Edge dislocations in crystal structures considered as traveling waves of discrete models

TL;DR

This paper models edge dislocations in crystal structures as traveling waves within a discrete framework, deriving analytical and numerical insights into their depinning, velocity, and interactions.

Contribution

It introduces a simplified discrete model for edge dislocations and provides analytical descriptions of depinning and collective effects in the strongly overdamped regime.

Findings

Calculated static and dynamic depinning stresses.

Derived dislocation velocity and displacement profiles.

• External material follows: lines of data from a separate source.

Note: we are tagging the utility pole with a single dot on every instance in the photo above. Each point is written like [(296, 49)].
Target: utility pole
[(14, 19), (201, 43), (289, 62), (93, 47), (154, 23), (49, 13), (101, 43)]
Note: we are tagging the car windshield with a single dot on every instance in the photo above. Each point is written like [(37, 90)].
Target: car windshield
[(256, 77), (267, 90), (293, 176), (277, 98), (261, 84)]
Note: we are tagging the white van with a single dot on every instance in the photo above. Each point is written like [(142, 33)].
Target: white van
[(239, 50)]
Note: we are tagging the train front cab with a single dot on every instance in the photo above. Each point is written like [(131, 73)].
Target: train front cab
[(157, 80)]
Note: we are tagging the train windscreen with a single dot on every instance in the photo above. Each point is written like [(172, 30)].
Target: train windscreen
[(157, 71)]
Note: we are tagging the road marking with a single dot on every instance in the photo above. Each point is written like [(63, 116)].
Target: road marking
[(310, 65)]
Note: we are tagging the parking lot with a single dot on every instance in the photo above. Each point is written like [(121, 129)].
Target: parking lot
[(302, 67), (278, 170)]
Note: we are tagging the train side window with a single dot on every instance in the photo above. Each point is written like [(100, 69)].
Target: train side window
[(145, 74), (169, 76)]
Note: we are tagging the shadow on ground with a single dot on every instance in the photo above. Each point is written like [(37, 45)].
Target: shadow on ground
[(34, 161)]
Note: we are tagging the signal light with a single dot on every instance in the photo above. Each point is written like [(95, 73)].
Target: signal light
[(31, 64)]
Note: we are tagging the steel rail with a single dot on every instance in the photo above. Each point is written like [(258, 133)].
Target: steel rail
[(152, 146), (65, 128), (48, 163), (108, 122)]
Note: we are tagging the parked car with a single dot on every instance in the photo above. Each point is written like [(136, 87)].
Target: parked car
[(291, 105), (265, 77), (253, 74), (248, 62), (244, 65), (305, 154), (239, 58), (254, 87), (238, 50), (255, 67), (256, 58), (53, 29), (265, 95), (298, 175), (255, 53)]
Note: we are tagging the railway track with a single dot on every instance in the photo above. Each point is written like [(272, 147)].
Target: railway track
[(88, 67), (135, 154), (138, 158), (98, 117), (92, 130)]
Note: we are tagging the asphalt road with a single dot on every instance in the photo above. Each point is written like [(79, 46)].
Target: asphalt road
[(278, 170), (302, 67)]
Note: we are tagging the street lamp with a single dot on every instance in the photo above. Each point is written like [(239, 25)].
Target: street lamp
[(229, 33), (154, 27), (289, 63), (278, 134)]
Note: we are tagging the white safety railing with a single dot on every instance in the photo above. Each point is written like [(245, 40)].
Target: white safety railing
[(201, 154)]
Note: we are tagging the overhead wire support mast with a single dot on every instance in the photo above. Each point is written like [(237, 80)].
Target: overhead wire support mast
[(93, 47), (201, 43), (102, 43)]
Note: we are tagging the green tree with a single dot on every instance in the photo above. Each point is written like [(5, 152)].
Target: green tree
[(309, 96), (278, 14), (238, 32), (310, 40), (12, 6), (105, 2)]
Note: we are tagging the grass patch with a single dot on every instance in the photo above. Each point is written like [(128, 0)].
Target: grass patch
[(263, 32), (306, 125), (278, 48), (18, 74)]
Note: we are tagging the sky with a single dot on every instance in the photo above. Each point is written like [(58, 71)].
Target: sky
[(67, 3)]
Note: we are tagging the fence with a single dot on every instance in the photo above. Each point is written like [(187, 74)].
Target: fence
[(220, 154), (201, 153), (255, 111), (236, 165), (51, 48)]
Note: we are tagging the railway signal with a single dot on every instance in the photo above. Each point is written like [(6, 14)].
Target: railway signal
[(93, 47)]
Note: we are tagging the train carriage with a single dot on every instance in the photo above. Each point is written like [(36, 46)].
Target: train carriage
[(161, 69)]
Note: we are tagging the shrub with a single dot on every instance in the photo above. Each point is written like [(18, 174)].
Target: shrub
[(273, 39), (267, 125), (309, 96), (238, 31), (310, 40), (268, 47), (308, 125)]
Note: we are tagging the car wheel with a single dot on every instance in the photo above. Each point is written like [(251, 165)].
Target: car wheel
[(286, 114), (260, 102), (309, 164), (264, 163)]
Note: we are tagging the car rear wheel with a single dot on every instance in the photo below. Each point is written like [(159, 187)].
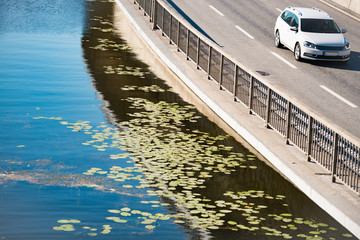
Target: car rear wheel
[(277, 39), (297, 52)]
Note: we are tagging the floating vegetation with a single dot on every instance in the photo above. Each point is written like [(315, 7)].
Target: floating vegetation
[(106, 44), (173, 163), (124, 70)]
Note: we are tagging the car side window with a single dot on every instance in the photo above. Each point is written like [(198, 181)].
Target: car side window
[(287, 17), (284, 15), (294, 22)]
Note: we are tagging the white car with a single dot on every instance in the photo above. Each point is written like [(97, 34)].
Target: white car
[(311, 34)]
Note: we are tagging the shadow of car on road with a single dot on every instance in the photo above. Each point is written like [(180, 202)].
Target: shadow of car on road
[(352, 65)]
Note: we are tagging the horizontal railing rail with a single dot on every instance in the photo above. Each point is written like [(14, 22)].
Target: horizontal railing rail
[(319, 141)]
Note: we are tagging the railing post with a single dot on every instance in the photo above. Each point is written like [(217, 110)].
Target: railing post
[(251, 94), (145, 8), (198, 53), (335, 156), (235, 81), (288, 122), (221, 70), (178, 37), (268, 107), (310, 136), (162, 21), (209, 61), (171, 17), (187, 44), (154, 13)]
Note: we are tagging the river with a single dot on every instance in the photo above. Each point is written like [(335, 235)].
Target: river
[(94, 145)]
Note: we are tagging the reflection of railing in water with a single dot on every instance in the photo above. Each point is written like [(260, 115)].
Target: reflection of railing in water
[(321, 143)]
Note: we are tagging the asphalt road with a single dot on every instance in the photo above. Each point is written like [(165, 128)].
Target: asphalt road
[(244, 29)]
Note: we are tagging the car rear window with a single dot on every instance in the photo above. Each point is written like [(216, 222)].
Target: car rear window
[(319, 26)]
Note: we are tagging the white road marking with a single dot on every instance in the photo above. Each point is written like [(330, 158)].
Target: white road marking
[(338, 96), (244, 32), (284, 60), (217, 11)]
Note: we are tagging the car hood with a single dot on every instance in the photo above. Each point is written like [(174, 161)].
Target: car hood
[(328, 39)]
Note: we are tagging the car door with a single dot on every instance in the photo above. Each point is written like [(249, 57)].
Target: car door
[(292, 32)]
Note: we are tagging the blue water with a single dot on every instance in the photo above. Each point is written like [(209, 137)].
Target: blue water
[(51, 75)]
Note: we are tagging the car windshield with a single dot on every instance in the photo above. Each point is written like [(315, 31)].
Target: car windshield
[(319, 26)]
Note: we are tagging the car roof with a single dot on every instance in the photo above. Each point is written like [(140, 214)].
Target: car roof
[(309, 12)]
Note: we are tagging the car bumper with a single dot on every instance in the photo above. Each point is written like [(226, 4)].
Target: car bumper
[(327, 55)]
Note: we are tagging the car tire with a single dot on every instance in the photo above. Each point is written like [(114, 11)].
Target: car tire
[(277, 39), (297, 52)]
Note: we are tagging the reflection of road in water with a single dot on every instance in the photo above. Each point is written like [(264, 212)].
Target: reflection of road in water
[(162, 168)]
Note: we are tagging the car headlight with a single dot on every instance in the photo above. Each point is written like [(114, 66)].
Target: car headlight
[(347, 44), (309, 45)]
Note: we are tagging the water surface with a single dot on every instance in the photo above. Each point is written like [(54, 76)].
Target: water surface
[(93, 145)]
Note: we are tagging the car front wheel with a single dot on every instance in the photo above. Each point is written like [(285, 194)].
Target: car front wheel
[(297, 52), (277, 39)]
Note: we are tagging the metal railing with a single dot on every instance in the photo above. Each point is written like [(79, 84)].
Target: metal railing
[(319, 142)]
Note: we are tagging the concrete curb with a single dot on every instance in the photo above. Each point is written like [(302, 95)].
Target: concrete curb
[(304, 186)]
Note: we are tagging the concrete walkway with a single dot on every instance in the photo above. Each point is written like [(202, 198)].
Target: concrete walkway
[(337, 199)]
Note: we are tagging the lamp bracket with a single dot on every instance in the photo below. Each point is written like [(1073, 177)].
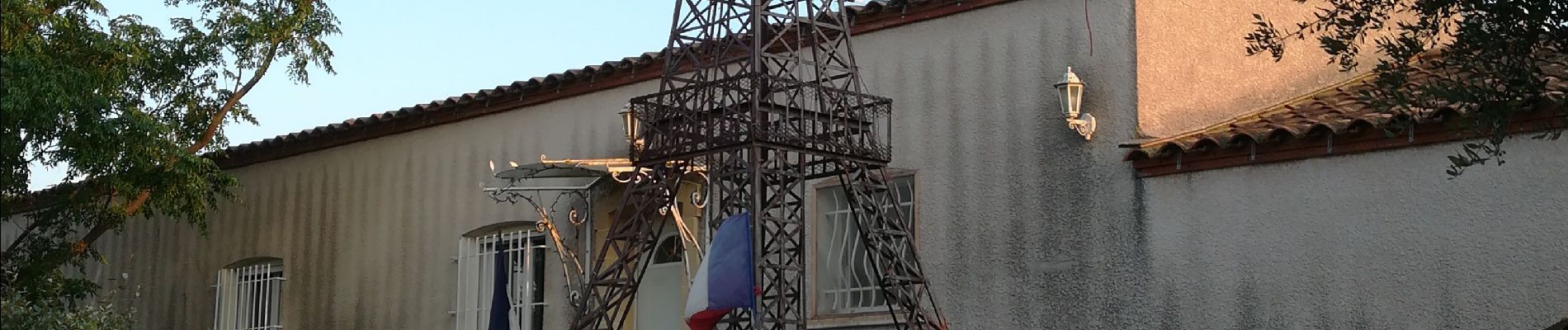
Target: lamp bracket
[(1084, 125)]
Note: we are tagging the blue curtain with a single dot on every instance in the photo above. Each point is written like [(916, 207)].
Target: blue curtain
[(501, 307)]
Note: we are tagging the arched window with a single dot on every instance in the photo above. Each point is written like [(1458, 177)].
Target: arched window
[(248, 295), (670, 249), (501, 263)]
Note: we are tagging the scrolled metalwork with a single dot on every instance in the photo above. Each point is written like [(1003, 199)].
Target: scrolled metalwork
[(766, 94)]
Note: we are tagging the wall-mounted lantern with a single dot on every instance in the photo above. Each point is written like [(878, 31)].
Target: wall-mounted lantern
[(634, 130), (1071, 92)]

Established conditions for collective depinning of multiple dislocations.

Abstract

The static stress needed to depin a 2D edge dislocation, the lower dynamic stress needed to keep it moving, its velocity and displacement vector profile are calculated from first principles. We use a simplified discrete model whose far field distortion tensor decays algebraically with distance as in the usual elasticity. An analytical description of dislocation depinning in the strongly overdamped case (including the effect of fluctuations) is also given. A set of $N$ parallel edge dislocations whose centers are far from each other can depin a given one provided $N=O(L)$, where $L$ is the average inter-dislocation distance divided by the Burgers vector of a single dislocation. Then a limiting dislocation density can be defined and calculated in simple cases.